Governo cubano propõe dezenas de medidas que abrem economia aos privados, numa mudança histórica para o regime

As medidas dizem respeito, nomeadamente, à organização das empresas privadas e estatais, bancos, turismo, agricultura, investimentos estrangeiros, impostos, salários e mercado cambial.

“Trata-se do programa de reforma económica mais profundo anunciado nos últimos 70 anos da história económica do país, desde a vitória da revolução de 1959″, afirmou à AFP o economista cubano Daniel Torralbas, radicado em Londres.

Nos anos que se seguiram à revolução liderada por Fidel Castro em 1959, as grandes empresas privadas, cubanas ou estrangeiras, foram nacionalizadas, assim como os pequenos comércios e empresas familiares.

O dogma da economia socialista sofreu ao longo do tempo alguns abalos, mas sem nunca pôr em causa os fundamentos de uma economia amplamente planificada e centralizada.

Em 2021, porém, pela primeira vez em meio século, foram autorizadas pequenas e médias empresas, com capacidade para empregar até 100 trabalhadores, para fazer face à crise e ao descontentamento social. Hoje, são mais de 10.000 e empregam um terço da população ativa.

Entre as reformas aprovadas na quinta-feira destacam-se, nomeadamente, a transformação das empresas estatais em sociedades comerciais “por ações ou com participação”, a autorização de empresas privadas com mais de 100 trabalhadores, a participação de capitais estrangeiros no setor privado e a abertura de contas em moeda estrangeira para particulares.

A agricultura, turismo, setor bancário e mercado cambial estarão doravante abertos ao investimento privado, nacional ou estrangeiro. Até então, este último era canalizado a favor das empresas estatais.

Os cubanos poderão também possuir mais do que uma empresa privada e participações noutras sociedades. Serão permitidas negociações salariais no seio das empresas.

“A maior parte das transformações propostas visa alargar o papel do setor privado na economia cubana (…) e trata-se de mudanças drásticas; não estamos a falar de meros retoques superficiais”, sublinhou Torralbas.

Ainda não foi, porém, anunciado qualquer calendário, nem se colocou em causa o sistema político, dominado exclusivamente pelo Partido Comunista Cubano (PCC).

“Trata-se de transformações destinadas a corrigir os erros, mas sempre com o objetivo de defender o socialismo“, declarou o Presidente cubano, Miguel Díaz-Canel, após a votação dos deputados.

Na quarta-feira, durante uma sessão extraordinária, o Comité Central do PCC, instância máxima do partido, deu “luz verde” a este pacote de reformas no sentido de uma maior liberalização da economia, cujos detalhes não tinham sido divulgados.

Partido Comunista Cubano aprova conjunto de reformas favoráveis à economia de mercado

“Algumas não serão objeto de um consenso absoluto, mas é impossível adiá-las”, declarou então o chefe de Estado cubano.

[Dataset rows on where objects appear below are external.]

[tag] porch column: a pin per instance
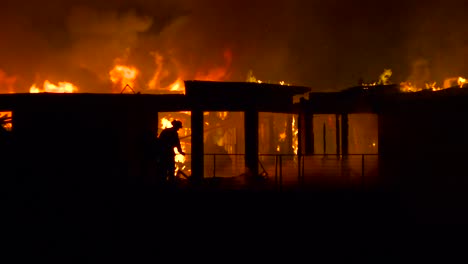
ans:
(344, 134)
(197, 145)
(338, 134)
(306, 132)
(251, 140)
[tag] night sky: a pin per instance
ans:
(326, 45)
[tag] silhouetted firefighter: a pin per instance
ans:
(5, 141)
(168, 140)
(150, 150)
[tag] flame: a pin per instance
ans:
(282, 136)
(177, 86)
(5, 120)
(179, 158)
(165, 123)
(7, 83)
(122, 75)
(48, 87)
(220, 73)
(461, 81)
(295, 133)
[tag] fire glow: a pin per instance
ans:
(48, 87)
(179, 158)
(122, 76)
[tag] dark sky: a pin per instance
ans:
(327, 45)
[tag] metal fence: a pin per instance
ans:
(296, 171)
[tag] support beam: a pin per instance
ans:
(338, 135)
(197, 145)
(306, 129)
(251, 140)
(344, 134)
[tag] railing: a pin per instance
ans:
(297, 171)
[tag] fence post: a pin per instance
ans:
(214, 165)
(362, 172)
(276, 171)
(281, 172)
(299, 162)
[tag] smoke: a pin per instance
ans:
(324, 45)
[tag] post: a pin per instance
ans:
(197, 145)
(337, 136)
(251, 140)
(306, 128)
(344, 134)
(324, 139)
(362, 172)
(214, 165)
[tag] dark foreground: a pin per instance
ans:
(140, 223)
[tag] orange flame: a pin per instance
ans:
(48, 87)
(7, 83)
(122, 75)
(166, 123)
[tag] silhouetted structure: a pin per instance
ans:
(168, 141)
(91, 140)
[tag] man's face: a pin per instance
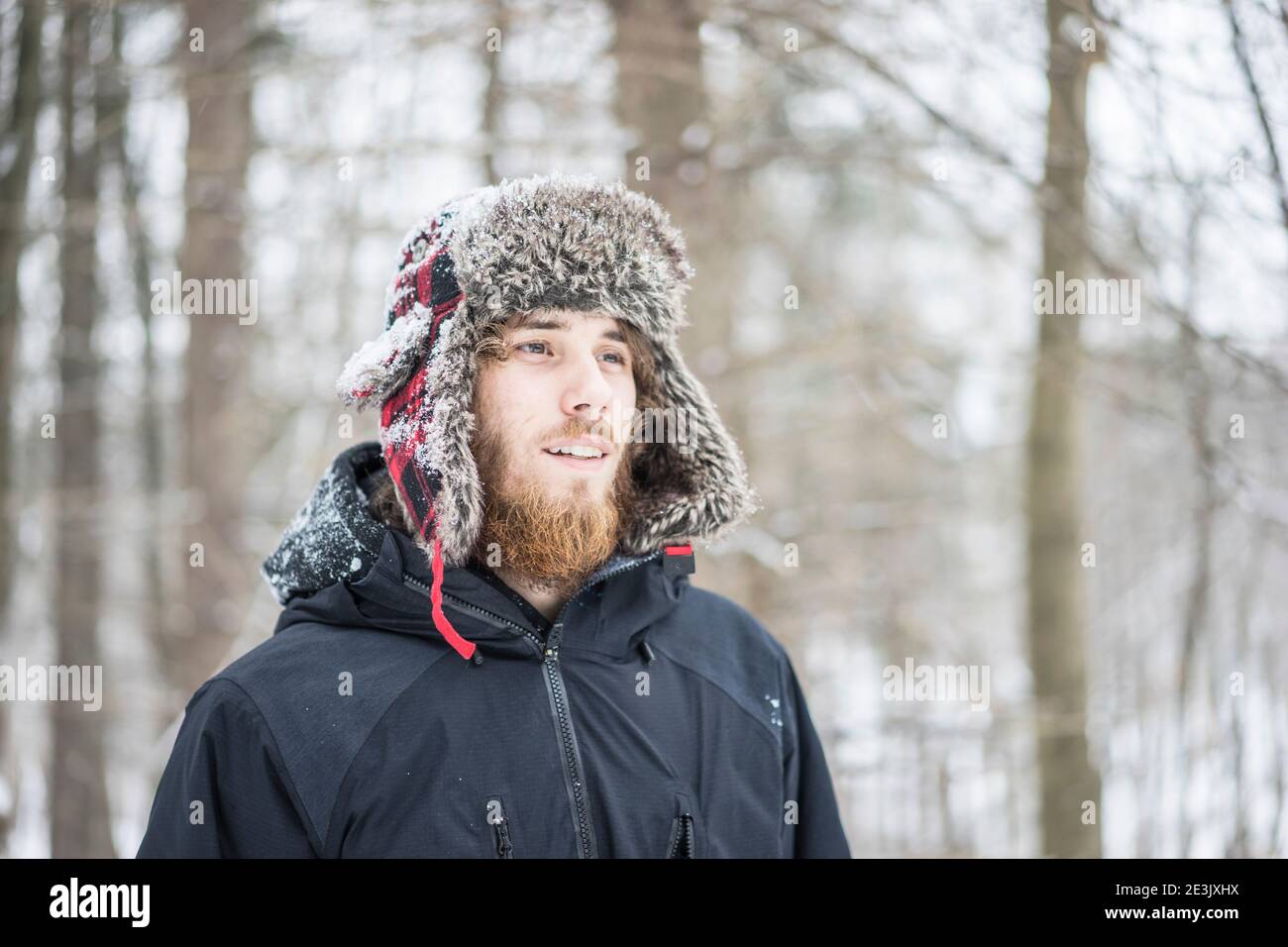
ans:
(567, 377)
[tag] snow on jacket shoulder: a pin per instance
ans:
(653, 720)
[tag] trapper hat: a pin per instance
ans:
(520, 247)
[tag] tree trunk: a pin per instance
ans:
(215, 415)
(1068, 780)
(13, 223)
(80, 819)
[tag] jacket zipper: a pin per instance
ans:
(549, 655)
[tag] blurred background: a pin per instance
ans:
(1082, 509)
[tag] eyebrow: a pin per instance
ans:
(561, 325)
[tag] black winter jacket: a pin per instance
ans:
(653, 719)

O ex-líder Raúl Castro, com 95 anos, deu também a entender que aprova as mudanças.

Estas reformas surgem num momento em que o Presidente norte-americano, Donald Trump, aplica uma política de pressão máxima sobre a ilha, submetida há quase cinco meses a um bloqueio petrolífero, que levou a economia cubana — já sujeita a um embargo desde 1962 — à beira do colapso, provocando cortes generalizados de energia, escassez de alimentos, combustível, água potável e medicamentos.

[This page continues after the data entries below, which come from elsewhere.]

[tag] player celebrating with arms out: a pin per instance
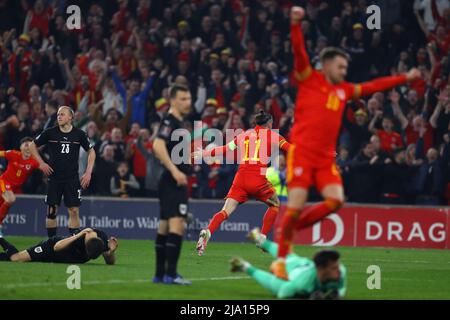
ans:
(20, 167)
(311, 160)
(254, 151)
(64, 141)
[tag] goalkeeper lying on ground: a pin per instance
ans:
(323, 278)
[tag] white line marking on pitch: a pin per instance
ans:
(113, 281)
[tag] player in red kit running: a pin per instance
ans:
(320, 103)
(20, 167)
(254, 147)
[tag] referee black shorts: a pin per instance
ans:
(70, 189)
(173, 199)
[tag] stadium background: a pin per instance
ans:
(236, 58)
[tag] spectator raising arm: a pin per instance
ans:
(394, 96)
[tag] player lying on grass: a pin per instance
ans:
(255, 147)
(321, 278)
(20, 166)
(87, 244)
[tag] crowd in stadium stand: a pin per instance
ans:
(235, 56)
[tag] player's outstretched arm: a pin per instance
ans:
(302, 67)
(384, 83)
(44, 167)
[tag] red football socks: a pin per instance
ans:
(286, 231)
(218, 218)
(269, 219)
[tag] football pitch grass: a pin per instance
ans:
(405, 274)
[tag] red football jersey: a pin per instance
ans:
(18, 169)
(252, 149)
(320, 103)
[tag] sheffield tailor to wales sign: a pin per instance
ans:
(354, 225)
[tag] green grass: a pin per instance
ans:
(405, 274)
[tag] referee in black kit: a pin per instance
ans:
(64, 141)
(173, 192)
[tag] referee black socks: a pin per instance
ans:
(160, 249)
(51, 232)
(173, 248)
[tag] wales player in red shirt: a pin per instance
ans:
(320, 103)
(254, 149)
(20, 167)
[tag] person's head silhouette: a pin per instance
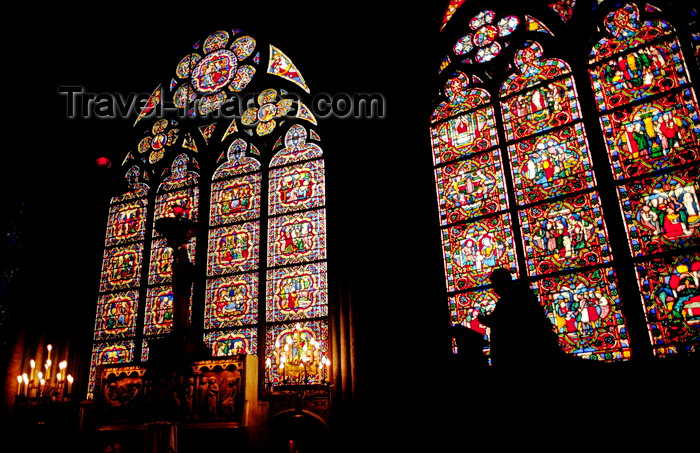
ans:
(501, 280)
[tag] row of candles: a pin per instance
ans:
(298, 360)
(38, 384)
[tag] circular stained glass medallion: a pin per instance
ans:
(214, 71)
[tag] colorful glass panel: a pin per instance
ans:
(237, 163)
(116, 315)
(121, 267)
(160, 267)
(187, 199)
(234, 200)
(547, 106)
(464, 135)
(231, 301)
(297, 187)
(112, 353)
(553, 164)
(296, 148)
(627, 32)
(233, 248)
(108, 354)
(585, 310)
(531, 69)
(297, 293)
(460, 98)
(644, 72)
(655, 135)
(661, 212)
(158, 314)
(472, 251)
(231, 342)
(565, 234)
(296, 353)
(126, 223)
(471, 188)
(180, 177)
(465, 309)
(671, 295)
(297, 238)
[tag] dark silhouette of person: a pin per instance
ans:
(470, 344)
(522, 339)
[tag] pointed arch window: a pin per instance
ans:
(260, 207)
(548, 213)
(645, 153)
(648, 112)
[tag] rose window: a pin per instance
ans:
(159, 140)
(483, 42)
(213, 71)
(264, 116)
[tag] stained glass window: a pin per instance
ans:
(566, 234)
(553, 207)
(661, 212)
(585, 310)
(649, 117)
(259, 208)
(117, 313)
(671, 297)
(531, 204)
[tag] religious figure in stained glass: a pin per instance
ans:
(472, 251)
(233, 248)
(160, 268)
(472, 131)
(121, 267)
(212, 71)
(185, 200)
(233, 200)
(236, 161)
(230, 343)
(482, 44)
(159, 311)
(126, 222)
(463, 135)
(662, 212)
(470, 188)
(231, 301)
(671, 295)
(552, 164)
(465, 309)
(113, 353)
(296, 147)
(646, 71)
(659, 134)
(297, 187)
(565, 234)
(461, 97)
(546, 106)
(116, 315)
(297, 292)
(626, 32)
(296, 238)
(585, 310)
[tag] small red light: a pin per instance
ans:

Washington não esconde o desejo de ver uma mudança de modelo económico, ou mesmo de regime, na ilha situada a cerca de 150 quilómetros da costa da Flórida.

“Se tomarem decisões inteligentes, teremos uma relação muito melhor com esta ilha”, reagiu o vice-presidente norte-americano JD Vance, questionado na Casa Branca sobre uma possível intervenção militar em Cuba, após a assinatura, na quarta-feira, de um acordo entre Washington e Teerão.